Nurses strike continues after talks fail; Treasury calls nurses to return to work, says demands are "exaggerated."

Hospital Bed 311 (photo credit: Ariel Jerozolimski)
Hospital Bed 311
(photo credit: Ariel Jerozolimski)
Labor sanctions by nurses continue for a third day on Wednesday, after talks with Treasury officials ended without agreement shortly before 10 p.m. on Tuesday.
The Treasury called on nurses to return to work after a work dispute over their conditions and salary had kept them on a limited schedule for two days.
In a statement, the Treasury stated that it had offered “a number of offers meant to solve the dispute and our differences with the nurses,” without mentioning what the offers in question were specifically.
The Treasury said it was responsible for maintaining the entire health system and the economy as a whole, and could not afford to give in to “exaggerated demands.”
Earlier on Tuesday night, the Israel Nurses Union and Treasury wage officials were having “important negotiations,” union chief Ilana Cohen told The Jerusalem Post.
But she did not give any details or predictions as to whether the nurses’ sanctions would enter their third day on Wednesday or be halted.
The nurses implemented the sanctions over the Treasury’s failure to reach agreement on a new labor agreement and increase the number of nurses.
The Health Ministry’s medical administration made its first statement on Tuesday night, saying that there was a “significant decline in activity” in the hospital surgical theaters, and reductions of 30 percent to 50% in admissions to the public hospitals and in visits to Clalit Health Services clinics.

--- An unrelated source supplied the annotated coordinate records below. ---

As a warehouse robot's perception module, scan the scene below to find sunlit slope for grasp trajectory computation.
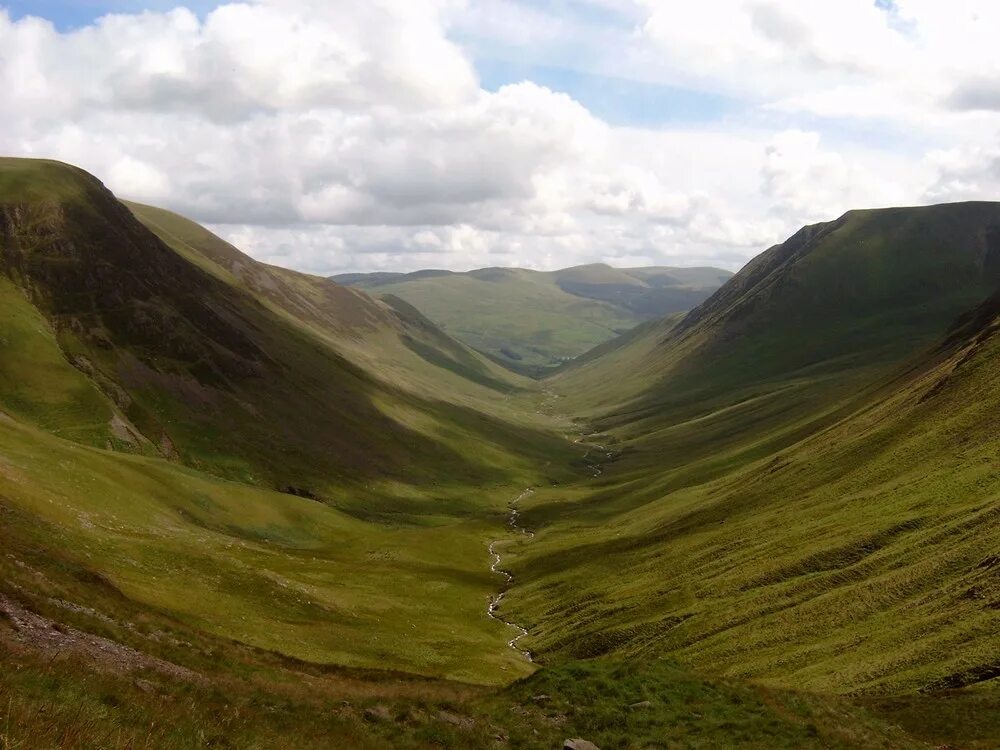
[515,290,1000,691]
[512,204,1000,692]
[0,408,528,682]
[0,160,572,504]
[126,203,525,408]
[334,264,731,368]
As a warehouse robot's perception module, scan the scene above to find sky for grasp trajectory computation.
[0,0,1000,274]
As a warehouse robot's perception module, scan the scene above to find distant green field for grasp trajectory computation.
[333,264,732,371]
[0,159,1000,750]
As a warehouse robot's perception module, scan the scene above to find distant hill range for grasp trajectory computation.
[331,263,732,370]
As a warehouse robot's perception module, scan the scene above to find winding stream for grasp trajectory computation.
[486,390,615,661]
[486,487,535,661]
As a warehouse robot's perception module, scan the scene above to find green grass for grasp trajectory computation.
[0,160,1000,750]
[511,204,1000,693]
[334,265,730,372]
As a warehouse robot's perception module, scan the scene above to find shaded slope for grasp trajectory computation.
[514,284,1000,691]
[511,204,1000,691]
[553,203,1000,490]
[0,160,572,496]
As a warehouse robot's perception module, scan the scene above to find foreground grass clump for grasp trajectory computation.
[0,647,929,750]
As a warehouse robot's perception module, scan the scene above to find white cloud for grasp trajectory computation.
[0,0,1000,273]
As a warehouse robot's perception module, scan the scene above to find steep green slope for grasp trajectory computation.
[552,203,1000,488]
[500,204,1000,692]
[0,159,592,682]
[333,264,731,369]
[0,160,572,512]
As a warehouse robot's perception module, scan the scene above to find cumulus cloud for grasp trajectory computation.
[0,0,1000,273]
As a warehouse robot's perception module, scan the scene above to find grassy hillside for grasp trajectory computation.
[334,264,731,371]
[0,160,1000,750]
[500,204,1000,693]
[0,160,572,682]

Only cancer patients and other urgent patients have undergone surgery in the past two days. In addition, a serious slowdown has been felt in outpatient clinics, and the queues for examination and treatment have lengthened considerably, the ministry said.
Internal medicine departments are heavily occupied with people suffering from complications of winter-connected conditions, but the patients are receiving treatment, the Health Ministry said. The ministry’s recommendations that everyone over the age of six months get a flu shot is even more important now.
Some hospital emergency rooms are very overburdened, while others have seen a decline of patients because people are aware of the nurses’ sanctions and have kept away. Delivery rooms are functioning normally.
Meretz MK Zehava Gal-On said that Prime Minister (and formally health minister) Binyamin Netanyahu “has dried up the public health system and presented the nurses with the bill.” Gal-On said the nurses‚ struggle was “completely justified, as they work under impossible conditions with a severe manpower shortage, too few beds and not enough equipment.”
Meretz called on the Finance and Health ministries to accept the nurses’ demands for higher salaries and more benefits and bring about a quick end to the sanctions.